Une loi qui fait jaser
A coup sûr, les conditions dans lesquelles la loi électorale a été adoptée par l’Assemblée nationale marqueront, pour très longtemps, l’opinion publique. Les stratèges de la Majorité ont réussi à contourner l’Opposition parlementaire qui a lancé, depuis le Centre Béthanie, un appel à manifester ce lundi 19 janvier 2015. Ainsi, l’Assemblée nationale a-t-elle avancé de deux jours la plénière relative à l’adoption de la loi électorale. Pour ce faire, les Députés ont travaillé d’arrache-pied, le samedi 17 janvier, pourtant, jour férié déclaré chômé et payé. Par ailleurs, la loi électorale a fait des mécontents au sein de la Majorité Présidentielle. Les Députées membres de la Majorité ont vivement manifesté leur colère après qu’elles se soient rendues à l’évidence qu’elles n’obtiendront aucun traitement de faveur. L’article 13, qui aurait pu accorder aux femmes le droit d’aligner le tiers des candidats dans les circonscriptions électorales à plus de 2 sièges, a été supprimé. C’est une disposition jugée anticonstitutionnelle en ce qu’elle favorise la femme, au lieu d’encourager la compétitivité entre les deux sexes égaux. Le retour au piédestal n’a pas été facile à digérer pour ces femmes qui croyaient se taper une place au soleil au moyen de quelques arrangements.

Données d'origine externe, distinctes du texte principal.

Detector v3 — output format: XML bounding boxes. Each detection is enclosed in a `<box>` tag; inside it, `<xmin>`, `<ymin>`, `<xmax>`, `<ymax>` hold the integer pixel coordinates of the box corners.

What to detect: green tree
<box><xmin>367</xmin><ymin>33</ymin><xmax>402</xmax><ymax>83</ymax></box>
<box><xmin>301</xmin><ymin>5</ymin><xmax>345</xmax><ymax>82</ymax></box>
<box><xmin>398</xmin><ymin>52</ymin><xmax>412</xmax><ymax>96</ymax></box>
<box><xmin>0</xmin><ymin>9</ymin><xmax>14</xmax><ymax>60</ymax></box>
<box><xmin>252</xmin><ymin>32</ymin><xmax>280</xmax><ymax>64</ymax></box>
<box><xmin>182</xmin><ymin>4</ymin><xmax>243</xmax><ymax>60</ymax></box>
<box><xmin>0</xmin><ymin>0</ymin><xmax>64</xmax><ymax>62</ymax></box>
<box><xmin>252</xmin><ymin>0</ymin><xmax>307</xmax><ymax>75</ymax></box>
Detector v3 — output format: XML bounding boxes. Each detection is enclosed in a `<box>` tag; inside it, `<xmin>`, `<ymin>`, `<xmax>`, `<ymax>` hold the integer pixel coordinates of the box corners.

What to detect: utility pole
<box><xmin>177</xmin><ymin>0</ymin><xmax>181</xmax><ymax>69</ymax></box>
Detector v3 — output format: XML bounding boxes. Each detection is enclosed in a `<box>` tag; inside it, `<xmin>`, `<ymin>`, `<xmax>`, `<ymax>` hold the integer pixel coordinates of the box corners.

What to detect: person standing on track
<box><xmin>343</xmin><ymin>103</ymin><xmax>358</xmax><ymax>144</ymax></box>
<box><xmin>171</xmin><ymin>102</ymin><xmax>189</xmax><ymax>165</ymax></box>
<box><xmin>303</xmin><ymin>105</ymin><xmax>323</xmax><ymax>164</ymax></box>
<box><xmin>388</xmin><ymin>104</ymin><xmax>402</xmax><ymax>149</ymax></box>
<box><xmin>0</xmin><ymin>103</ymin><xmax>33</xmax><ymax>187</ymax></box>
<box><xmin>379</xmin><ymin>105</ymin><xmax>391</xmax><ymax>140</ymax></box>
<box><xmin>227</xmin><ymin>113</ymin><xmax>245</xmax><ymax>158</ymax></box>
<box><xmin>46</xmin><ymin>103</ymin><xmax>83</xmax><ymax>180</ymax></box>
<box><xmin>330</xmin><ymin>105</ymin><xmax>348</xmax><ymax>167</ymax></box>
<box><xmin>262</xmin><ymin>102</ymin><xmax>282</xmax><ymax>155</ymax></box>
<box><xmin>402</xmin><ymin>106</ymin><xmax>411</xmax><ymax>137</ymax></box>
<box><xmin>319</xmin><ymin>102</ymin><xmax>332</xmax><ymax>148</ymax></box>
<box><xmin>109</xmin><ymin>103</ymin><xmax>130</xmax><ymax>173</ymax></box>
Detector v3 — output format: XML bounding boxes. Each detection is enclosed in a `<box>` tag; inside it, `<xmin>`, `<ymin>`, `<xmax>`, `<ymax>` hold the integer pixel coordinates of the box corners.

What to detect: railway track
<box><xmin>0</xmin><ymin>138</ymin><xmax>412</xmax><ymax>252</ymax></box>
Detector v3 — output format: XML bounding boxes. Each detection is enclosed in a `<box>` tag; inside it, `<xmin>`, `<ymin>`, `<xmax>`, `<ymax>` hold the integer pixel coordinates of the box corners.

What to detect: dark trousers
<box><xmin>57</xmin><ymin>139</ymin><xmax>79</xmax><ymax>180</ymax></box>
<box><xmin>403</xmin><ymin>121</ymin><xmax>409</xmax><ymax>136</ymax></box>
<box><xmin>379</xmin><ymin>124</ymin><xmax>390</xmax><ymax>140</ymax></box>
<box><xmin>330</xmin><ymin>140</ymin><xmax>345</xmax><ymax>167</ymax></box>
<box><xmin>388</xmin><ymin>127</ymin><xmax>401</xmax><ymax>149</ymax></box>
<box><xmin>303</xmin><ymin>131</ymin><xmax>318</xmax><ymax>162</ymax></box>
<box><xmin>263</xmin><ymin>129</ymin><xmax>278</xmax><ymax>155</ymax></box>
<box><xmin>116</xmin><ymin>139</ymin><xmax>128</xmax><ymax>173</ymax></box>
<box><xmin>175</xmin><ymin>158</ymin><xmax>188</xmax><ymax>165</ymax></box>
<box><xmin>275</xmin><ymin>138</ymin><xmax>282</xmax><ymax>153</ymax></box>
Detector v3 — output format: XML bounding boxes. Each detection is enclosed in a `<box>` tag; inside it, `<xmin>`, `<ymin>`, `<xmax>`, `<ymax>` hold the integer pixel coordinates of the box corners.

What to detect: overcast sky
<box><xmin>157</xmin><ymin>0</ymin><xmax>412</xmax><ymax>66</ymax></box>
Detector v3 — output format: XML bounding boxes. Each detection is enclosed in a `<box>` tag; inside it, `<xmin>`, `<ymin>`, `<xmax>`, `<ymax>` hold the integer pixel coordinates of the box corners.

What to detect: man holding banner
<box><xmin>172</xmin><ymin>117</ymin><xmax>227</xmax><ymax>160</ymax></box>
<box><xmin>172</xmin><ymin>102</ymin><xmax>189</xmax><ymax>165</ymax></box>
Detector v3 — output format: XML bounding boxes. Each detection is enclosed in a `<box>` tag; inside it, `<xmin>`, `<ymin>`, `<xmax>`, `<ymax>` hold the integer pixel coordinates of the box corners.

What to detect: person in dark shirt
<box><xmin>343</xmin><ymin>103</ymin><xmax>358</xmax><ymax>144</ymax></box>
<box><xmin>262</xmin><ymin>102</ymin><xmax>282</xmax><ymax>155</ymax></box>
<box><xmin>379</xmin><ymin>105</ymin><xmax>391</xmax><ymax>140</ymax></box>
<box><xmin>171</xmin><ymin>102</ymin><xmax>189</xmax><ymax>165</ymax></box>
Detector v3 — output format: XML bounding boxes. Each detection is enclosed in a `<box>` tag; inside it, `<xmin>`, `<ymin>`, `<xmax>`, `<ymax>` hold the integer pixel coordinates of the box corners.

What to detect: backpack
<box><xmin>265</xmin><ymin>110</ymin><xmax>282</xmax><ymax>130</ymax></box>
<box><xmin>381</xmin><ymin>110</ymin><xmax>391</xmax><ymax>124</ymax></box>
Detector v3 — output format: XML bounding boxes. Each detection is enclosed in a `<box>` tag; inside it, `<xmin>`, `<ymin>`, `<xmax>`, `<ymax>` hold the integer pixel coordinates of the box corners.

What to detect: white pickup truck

Une abstention significative
Comment ne pas souligner la position du Groupe parlementaire MSR et Alliés dont les Députés, une quarantaine environ, se sont abstenus au moment du vote. A la base, l’article 8 relatif au recensement. Le MSR, depuis un certain temps, n’hésite plus à prendre ses libertés. Au plus fort du débat sur la révision ou non de la Constitution, la position du MSR avait surpris plus d’un observateur. Ce parti, présenté comme la deuxième force de la Majorité Présidentielle, exigeait un débat de fond qu’il n’a peut-être pas encore obtenu. Comment, alors, interpréter l’abstention du MSR ? Pour les uns, la consigne de vote n’a pas été suivie. Pour d’autres, aucune consigne de vote n’a été donnée. Les Députés ont joui de leur liberté d’expression. Si tel est le cas, cela devrait constituer une grande avancée au sein de la Majorité Présidentielle. Rien n’est moins sûr. Quoiqu’il en soit, l’examen de la loi électorale a remis au devant de la scène des dissensions internes au de la famille politique présidentielle. L’unanimité n’est donc plus de mise.
La Pros.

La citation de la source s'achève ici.